Are there general conditions under which the moment generating function $M(t)$, $t\in\mathbb{R}$, and the characteristic function $\phi(t)$, $t\in\mathbb{R}$ can be extended to a complex argument. Please provide a citation.
I can find the following results on Wikipedia:
1. $\phi(t) =M(it)$, $t\in\mathbb{R}$. But under what conditions is this true? Is it true for any mgf? Is there a citation?
2. $\phi(-it) =M(t)$, $t\in\mathbb{R}$ for any mgf.
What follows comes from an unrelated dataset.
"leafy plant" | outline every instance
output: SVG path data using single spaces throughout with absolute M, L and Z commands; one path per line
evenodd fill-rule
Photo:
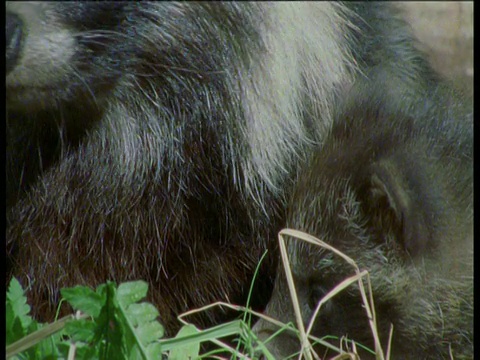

But is there a general condition for the existence of a mgf?
Let $f$ be the probality distribution of a real random variable $X$. $$\phi(t)=\Bbb{E}[e^{iXt}] = \int_{-\infty}^\infty e^{ixt} f(x)dx, t\in \Bbb{R}$$ is bounded, continuous and if $\Bbb{E}[X^{2m}]$ exists then $\phi$ is $C^{2m}(\Bbb{R})$ and $$\phi^{(n)}(0) = i^n \Bbb{E}[X^{n}], n \le 2m$$
If also $\Bbb{E}[e^{a|X|}]$ exists for some $a > 0$ then $$\phi(z)= \int_{-\infty}^\infty e^{ixz} f(x)dx,z \in \Bbb{C},|\Im(z) | < a$$ converges and is analytic and $$\phi(z) = \sum_{m=0}^\infty \frac{1}{m!}z^m i^m\Bbb{E}[X^m]$$
The intermediate but more complicated case is when $\phi(t)$ is analytic near $t=0$ but $ \int_{-\infty}^\infty e^{ax} f(x)dx$ doesn't converge.